The Japanese economy suffered severe growth losses in the second quarter. According to preliminary reports, economic output fell by 7.8 percent compared to the previous quarter, the third consecutive drop. The corona pandemic, which triggered the declaration of a national emergency in April and May, has thus now led to an even more severe economic setback than the last global financial crisis in 2009.

The fact that private consumption in particular fell sharply in the last quarter (-8.2 % Q/Q) was to be expected in view of the anti-corona restrictions. After all, many shops had been closed at least temporarily, companies had announced production stops and unemployment had climbed to its highest level in three years in May. The reluctance to consume had also been clearly reflected in the sentiment indicators of the economy. However, it is clearly disappointing that government consumption was also negative in the second quarter (-0.3% Q/Q). Here, one could have expected that the expansionary measures of the government, which after all has put together two large fiscal packages since April, would have taken more effect before the middle of the year.
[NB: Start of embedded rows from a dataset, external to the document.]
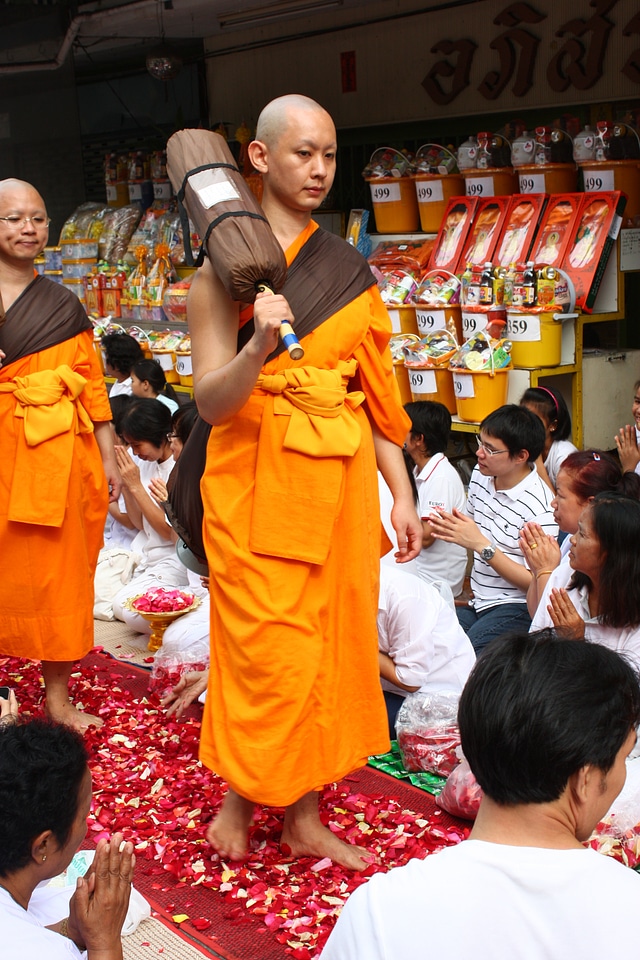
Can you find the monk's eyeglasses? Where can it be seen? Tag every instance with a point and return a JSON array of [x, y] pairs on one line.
[[38, 222]]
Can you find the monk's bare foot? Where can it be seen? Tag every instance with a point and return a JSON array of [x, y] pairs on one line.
[[304, 835], [65, 712], [228, 833]]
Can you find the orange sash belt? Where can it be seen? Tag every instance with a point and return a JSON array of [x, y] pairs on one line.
[[47, 403], [305, 440]]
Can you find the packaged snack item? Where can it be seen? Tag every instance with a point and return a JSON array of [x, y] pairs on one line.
[[428, 733], [397, 287], [119, 225], [174, 303], [462, 794], [598, 226]]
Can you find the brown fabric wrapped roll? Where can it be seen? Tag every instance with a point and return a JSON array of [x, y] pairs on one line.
[[225, 213]]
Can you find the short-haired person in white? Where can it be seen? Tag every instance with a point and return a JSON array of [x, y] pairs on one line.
[[505, 492], [421, 645], [546, 725], [439, 486]]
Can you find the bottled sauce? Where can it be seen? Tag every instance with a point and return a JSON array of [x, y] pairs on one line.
[[486, 285], [529, 291], [468, 154], [509, 281], [584, 145], [465, 280]]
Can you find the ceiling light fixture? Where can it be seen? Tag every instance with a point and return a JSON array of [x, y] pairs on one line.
[[275, 11]]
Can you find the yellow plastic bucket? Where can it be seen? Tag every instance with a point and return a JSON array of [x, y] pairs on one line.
[[536, 339], [615, 175], [433, 193], [478, 393], [432, 383], [184, 368], [403, 319], [395, 204], [490, 182], [547, 178], [402, 378]]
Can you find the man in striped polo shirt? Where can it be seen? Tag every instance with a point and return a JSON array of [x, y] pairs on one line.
[[505, 492]]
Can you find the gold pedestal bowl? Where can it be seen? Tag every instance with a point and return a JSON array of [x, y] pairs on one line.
[[159, 621]]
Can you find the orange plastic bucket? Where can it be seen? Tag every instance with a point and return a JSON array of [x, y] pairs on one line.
[[478, 393], [490, 182], [539, 344], [395, 204], [403, 319], [432, 383], [615, 175], [433, 192], [402, 378], [547, 178]]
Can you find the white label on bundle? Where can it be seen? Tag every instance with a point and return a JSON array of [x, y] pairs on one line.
[[164, 359], [597, 180], [463, 385], [385, 192], [184, 365], [479, 187], [422, 381], [428, 320], [473, 323], [531, 182], [394, 316], [428, 192], [523, 326], [161, 190], [212, 187]]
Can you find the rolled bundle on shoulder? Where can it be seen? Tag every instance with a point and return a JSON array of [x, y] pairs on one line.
[[212, 192]]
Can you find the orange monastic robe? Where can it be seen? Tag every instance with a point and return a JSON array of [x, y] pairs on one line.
[[46, 585], [294, 699]]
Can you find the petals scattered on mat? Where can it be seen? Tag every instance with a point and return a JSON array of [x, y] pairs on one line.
[[148, 783]]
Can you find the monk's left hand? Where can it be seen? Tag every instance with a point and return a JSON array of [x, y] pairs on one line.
[[408, 528]]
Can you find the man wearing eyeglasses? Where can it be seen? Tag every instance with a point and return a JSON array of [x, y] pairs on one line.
[[505, 491], [57, 458]]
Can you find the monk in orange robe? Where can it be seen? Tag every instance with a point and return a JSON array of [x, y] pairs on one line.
[[292, 521], [57, 458]]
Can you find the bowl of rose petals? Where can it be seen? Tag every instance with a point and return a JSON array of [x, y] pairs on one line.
[[160, 607]]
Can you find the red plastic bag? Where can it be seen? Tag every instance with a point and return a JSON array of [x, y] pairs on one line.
[[462, 794]]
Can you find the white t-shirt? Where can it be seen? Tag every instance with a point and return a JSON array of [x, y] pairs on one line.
[[148, 543], [625, 640], [421, 634], [120, 388], [500, 515], [439, 485], [21, 935], [558, 453], [168, 402], [490, 901]]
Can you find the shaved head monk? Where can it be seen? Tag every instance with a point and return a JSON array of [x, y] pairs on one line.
[[57, 458], [292, 522]]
In the end, however, the decline in private investment (-1.5 %) and the sharp decline in exports also contributed decisively to the negative quarterly result. Due to the recessionary global economy, exports fell by double digits in Q2. Net exports alone cost around three "growth percentages". However, there have recently been the first signs of a recovery, partly because demand from China has picked up again.
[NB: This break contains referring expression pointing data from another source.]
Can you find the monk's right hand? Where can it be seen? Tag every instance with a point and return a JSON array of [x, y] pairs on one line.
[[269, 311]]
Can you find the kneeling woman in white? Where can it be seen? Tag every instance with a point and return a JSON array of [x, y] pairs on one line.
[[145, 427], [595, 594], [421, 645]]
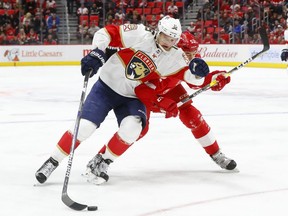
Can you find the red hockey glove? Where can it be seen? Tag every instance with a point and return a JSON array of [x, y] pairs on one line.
[[219, 76], [147, 96], [168, 106]]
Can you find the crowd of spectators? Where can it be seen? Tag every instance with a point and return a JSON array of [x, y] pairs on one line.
[[217, 21], [28, 22], [238, 21]]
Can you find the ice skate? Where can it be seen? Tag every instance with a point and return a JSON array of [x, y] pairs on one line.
[[223, 161], [46, 169], [96, 172]]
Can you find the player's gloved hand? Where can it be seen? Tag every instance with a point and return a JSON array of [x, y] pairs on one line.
[[168, 106], [93, 61], [284, 55], [220, 77], [199, 67]]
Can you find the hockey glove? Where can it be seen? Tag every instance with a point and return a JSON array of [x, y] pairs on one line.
[[220, 77], [93, 61], [284, 55], [199, 67], [168, 106]]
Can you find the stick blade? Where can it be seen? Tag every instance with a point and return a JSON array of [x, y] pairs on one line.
[[72, 204]]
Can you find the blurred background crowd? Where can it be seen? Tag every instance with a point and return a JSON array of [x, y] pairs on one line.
[[50, 22]]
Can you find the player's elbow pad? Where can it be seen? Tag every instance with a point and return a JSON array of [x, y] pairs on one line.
[[199, 67]]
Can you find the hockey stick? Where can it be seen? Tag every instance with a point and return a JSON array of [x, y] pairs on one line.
[[65, 198], [266, 46]]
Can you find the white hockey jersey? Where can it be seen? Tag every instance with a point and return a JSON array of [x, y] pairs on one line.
[[141, 60]]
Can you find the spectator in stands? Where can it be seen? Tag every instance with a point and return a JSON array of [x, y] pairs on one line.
[[93, 29], [246, 39], [22, 38], [191, 28], [70, 6], [51, 6], [208, 14], [38, 23], [26, 26], [9, 30], [7, 5], [30, 7], [224, 18], [53, 22], [117, 20], [82, 10], [88, 3], [120, 14], [3, 39], [142, 3], [49, 40], [27, 18], [83, 36], [172, 10], [228, 27], [208, 39], [256, 39], [54, 35], [110, 15]]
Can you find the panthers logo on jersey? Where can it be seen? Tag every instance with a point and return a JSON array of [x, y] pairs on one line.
[[139, 66]]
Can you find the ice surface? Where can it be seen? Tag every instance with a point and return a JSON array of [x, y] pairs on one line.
[[167, 173]]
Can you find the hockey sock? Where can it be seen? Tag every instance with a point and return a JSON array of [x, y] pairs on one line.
[[64, 146], [205, 137]]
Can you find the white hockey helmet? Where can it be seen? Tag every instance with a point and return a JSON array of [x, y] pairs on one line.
[[170, 26]]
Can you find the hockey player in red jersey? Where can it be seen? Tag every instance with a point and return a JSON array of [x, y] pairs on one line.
[[190, 116], [169, 89], [147, 56]]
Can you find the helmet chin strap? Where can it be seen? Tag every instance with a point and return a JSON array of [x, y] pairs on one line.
[[159, 45]]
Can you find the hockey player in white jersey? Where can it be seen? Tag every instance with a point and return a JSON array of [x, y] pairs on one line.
[[147, 56], [284, 53]]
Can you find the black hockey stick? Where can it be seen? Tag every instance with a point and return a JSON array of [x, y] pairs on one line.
[[65, 198], [266, 46]]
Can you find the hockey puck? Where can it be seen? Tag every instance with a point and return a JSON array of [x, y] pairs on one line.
[[92, 208]]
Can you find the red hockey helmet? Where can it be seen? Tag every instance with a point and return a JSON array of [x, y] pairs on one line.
[[188, 43]]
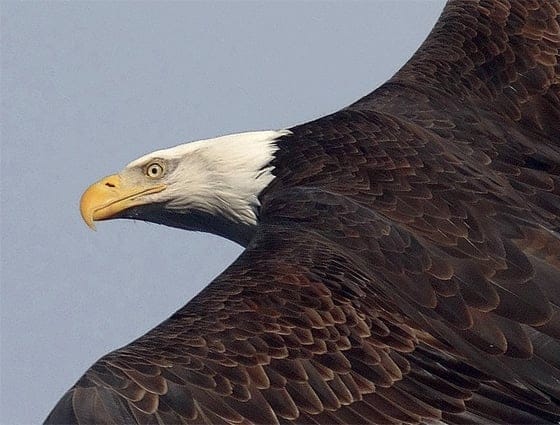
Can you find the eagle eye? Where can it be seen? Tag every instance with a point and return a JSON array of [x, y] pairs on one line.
[[154, 170]]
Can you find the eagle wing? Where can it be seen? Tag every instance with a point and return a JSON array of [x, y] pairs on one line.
[[406, 265]]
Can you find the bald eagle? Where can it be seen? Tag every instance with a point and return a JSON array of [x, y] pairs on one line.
[[402, 255]]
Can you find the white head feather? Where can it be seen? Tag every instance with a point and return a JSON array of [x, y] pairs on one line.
[[221, 176]]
The deeper the fall, the more dynamic the economic recovery? Whether there will be similarly strong "rebound" effects in Japan in Q3 as we expect for some European countries, for example, seems doubtful at this time. Many sectors of the Japanese economy, such as tourism and the hotel and restaurant industry, but also other service sectors, will continue to fail as growth drivers for the time being, and the dependence of many Japanese companies on good export demand, which is not yet apparent in the short term, is also dampening economic optimism.

This is exacerbated by the fact that the latest corona figures have again shown an unexpectedly strong upward trend. Japan has recently reported more new daily infections than Germany. If another "national emergency" with far-reaching restrictions were to occur, a short-term economic upswing would hardly be conceivable.